Partendo da una certezza: Calenda non starà mai insieme a Giorgia Meloni e Giuseppe Conte. «Noi non accettiamo confronto con M5S e Fdi. È una scelta netta e definita perché il dialogo si fa a partire dai valori comuni», rimarca l'ex vicemiSviluppo econonistro dello mico. Enrico Letta, presente tra gli altri al congresso, non solo fa orecchie da mercante ma già proclama il sodalizio con Calenda convinto che «insieme vinceremo le elezioni Politiche del 2023». Il che presuppone o che il segretario dem intende sciogliere prima di nascere l'alleanza con il M5s o che la sua dichiarazione serva a far decidere a Conte, il prima possibile, cosa vuole fare da grande.

Perché a sentir Calenda, Letta, nonostante le parole al miele nei confronti dell'ex viceministro, di certo non potrà stare insieme ad Azione e allo stesso tempo con i 5 Stelle. Tuttavia, per evitare equivoci, Calenda lo gela, riaffermando un principio che sembra andare in una direzione non proprio simmetrica a quella tracciata da Letta: «Saremo indipendenti».

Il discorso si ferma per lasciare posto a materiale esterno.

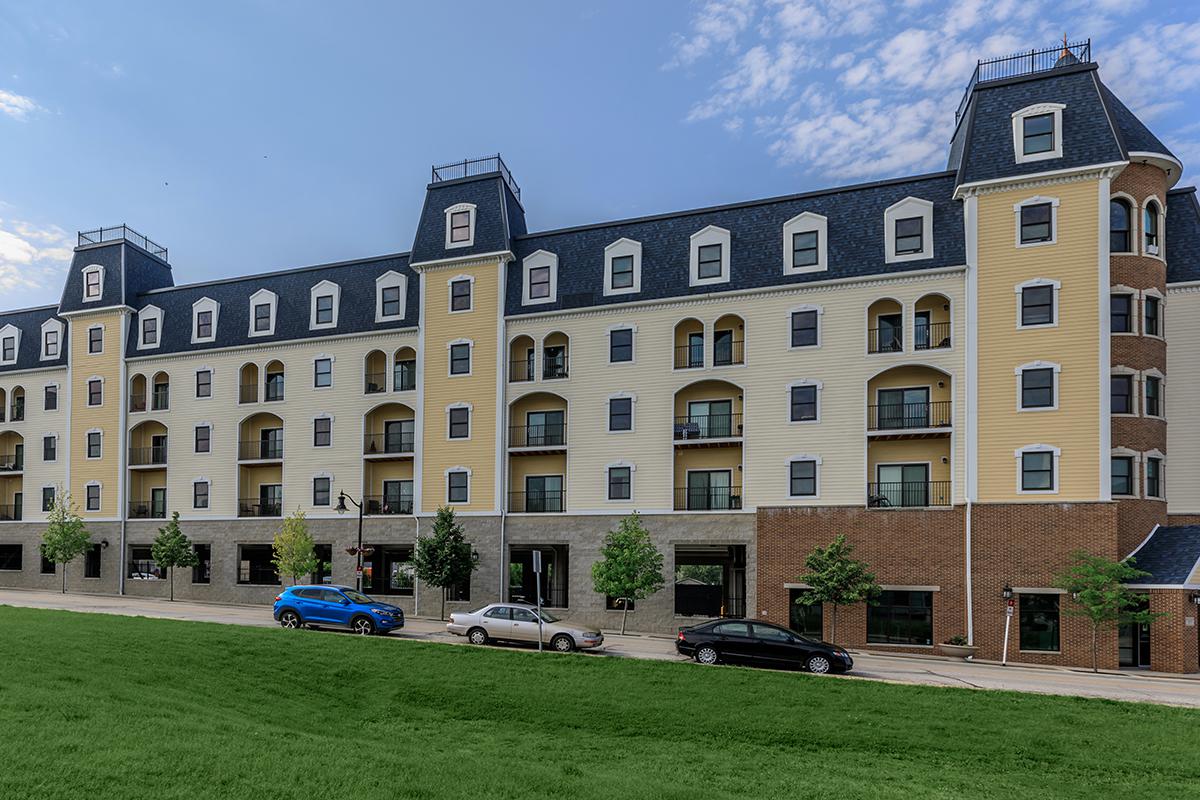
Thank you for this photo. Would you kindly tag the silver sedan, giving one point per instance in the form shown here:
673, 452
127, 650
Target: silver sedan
519, 623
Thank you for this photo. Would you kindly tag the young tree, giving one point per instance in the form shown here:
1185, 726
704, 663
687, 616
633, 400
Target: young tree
630, 567
1097, 585
444, 557
66, 535
834, 578
171, 548
295, 554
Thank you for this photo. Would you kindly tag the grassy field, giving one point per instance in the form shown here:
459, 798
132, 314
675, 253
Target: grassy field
108, 707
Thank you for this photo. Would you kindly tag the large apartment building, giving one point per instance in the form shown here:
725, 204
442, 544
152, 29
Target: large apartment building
965, 372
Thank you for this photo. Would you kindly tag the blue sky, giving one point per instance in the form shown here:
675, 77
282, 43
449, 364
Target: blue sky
264, 134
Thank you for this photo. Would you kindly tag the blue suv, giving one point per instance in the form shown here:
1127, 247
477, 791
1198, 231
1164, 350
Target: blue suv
336, 607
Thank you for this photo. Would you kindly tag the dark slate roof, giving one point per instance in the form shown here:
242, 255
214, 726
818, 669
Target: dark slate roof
1089, 137
756, 258
1182, 235
355, 312
1170, 555
29, 353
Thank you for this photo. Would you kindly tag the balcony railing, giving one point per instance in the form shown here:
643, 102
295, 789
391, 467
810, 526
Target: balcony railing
538, 435
148, 456
909, 494
257, 507
549, 501
259, 450
375, 444
715, 426
907, 416
379, 504
708, 498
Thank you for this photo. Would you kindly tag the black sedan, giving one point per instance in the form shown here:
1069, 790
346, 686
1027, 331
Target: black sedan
762, 644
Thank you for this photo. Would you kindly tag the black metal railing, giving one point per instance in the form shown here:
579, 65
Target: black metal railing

Mentre sulle alleanze, il segretario di Azione ritiene che i grillini abbiano «inquinato la politica italiana» e perciò non reputa loro «un interlocutore» per il semplice motivo che sono il classico esempio di «un disvalore per l'Italia». I lavori sono stati aperti da esponenti di quasi tutte le forze politiche: oltre Letta, il ministro leghista Giancarlo Giorgetti, quello della Salute Roberto Speranza, il vice presidente di FI Antonio Tajani, il presidente di Iv Ettore Rosato, il co-fondatore di Coraggio Italia Giovanni Toti, il segretario di +Europa Benedetto Della Vedova. In pratica, mancavano i due Matteo, Salvini e Renzi.

Oltre i partiti «banditi» FdI e M5S. «Qualunque sistema elettorale ci sia noi con sovranisti e populisti non andremo alleati», continua a ribadire. Insomma, Calenda incassa l'apprezzamento di tutti, evidenziando che Azione non è né di centro, né di sinistra, né di destra, almeno per come si intendono in Italia. «Facciamo riferimento - precisa - a un partito che si chiamava Partito di Azione, che era un partito liberal-socialista. Il liberal-socialismo è il pensiero che cerca di mettere insieme due fattori determinanti: la potenza della libertà individuale» che trova un limite «nella società in cui opera: se la società si frattura e si spacca non si sente più comunità e anche lo sforzo dell'individuo decade». Oggi, la seconda e ultima giornata del congresso.